Friday, August 26, 2005

Brain Science and Postmodernism

A hallmark of postmodernism is that it asks questions about how and why we think the way we do? The postmodern critique has been valuable in identifying discourses, grand narratives, metaphors, ideologies, and how we are affected by them, even become a part or element of them.

Critics of postmodernism claim it offers no prescriptions for action of its own, is subject to its own critical methods, and views science and history as merely other metaphors amongst a sea of metaphors.

Brain science tries to understand how the mind works. Its best successes have been medical research for treating diseases and traumas to the brain. Cognitive blending and how we think metaphorically has been a fruitful area of research. Two tenants of the enterprise are that most thinking is unconscious and that thinking is metaphorical.

These scientific researches have their own postmodernist elements. We possess many metaphors for the concepts we use. We arrive at sometimes contradictory positions about matters of fact depending upon the metaphors we are using and their inferential systems. The best one can do is try and discover which metaphors apply best, that is, which ones are apt.

Some people charge the scientific view of metaphor with relativism, a charge leveled against postmodernism in general. However, the scientific study of cognitive blending and metaphor can be tested and confirmed using scientific methods. If science finds we use often conflicting metaphors, that's not a problem for science. It is just another case where we must recognize our limitations and do our best to take those limitations into account. The reflexivity of the mind thinking about thinking is as old as philosophy. Now, with modern techniques for researching how the brain works there is the possibility of going beyond a priori thinking and theorizing.

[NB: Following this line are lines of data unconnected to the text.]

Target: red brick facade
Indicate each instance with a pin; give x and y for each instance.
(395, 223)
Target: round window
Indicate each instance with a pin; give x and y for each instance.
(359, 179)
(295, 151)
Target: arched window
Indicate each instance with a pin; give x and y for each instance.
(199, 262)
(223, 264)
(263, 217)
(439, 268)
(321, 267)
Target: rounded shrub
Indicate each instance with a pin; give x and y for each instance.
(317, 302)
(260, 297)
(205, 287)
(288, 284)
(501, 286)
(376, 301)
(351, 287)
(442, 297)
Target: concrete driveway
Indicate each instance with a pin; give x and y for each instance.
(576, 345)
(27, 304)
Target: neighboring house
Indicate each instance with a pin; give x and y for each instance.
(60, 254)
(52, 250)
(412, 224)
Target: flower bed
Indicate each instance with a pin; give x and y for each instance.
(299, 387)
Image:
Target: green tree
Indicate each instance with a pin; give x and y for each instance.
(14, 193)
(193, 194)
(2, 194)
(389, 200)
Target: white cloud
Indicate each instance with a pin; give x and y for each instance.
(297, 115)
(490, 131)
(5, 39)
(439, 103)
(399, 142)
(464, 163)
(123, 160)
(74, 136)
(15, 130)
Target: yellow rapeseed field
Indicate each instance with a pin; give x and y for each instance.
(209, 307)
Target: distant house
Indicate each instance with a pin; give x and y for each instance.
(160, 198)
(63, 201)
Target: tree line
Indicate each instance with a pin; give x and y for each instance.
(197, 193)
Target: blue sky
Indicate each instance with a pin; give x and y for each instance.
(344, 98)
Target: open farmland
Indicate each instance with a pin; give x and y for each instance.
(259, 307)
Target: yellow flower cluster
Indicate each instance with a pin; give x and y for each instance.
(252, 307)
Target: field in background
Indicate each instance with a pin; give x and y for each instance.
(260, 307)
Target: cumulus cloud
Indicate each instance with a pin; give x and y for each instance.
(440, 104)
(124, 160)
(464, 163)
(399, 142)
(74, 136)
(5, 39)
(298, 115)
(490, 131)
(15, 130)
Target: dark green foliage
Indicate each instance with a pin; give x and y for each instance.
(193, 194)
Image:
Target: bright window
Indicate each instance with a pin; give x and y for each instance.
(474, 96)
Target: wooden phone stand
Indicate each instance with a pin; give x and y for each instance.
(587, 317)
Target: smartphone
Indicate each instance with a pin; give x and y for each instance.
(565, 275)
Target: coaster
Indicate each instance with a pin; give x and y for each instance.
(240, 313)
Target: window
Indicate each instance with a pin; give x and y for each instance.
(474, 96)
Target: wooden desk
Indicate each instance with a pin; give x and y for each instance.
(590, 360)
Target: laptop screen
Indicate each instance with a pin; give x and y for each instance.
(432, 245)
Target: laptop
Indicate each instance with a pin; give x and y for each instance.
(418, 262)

The problem is that the brain remains at the frontier of all scientific knowledge despite the progress that has been made. Let us imagine that scientific research continues to advance rapidly and we arrive at a reasonably good theory of how the mind works. How long will a bona fide theory of mind take to permeate the culture? I think of evolution when I ask the question.

The interesting thing is that there is an intersection set, of sorts, between the cognitive sciences and postmodernist technique.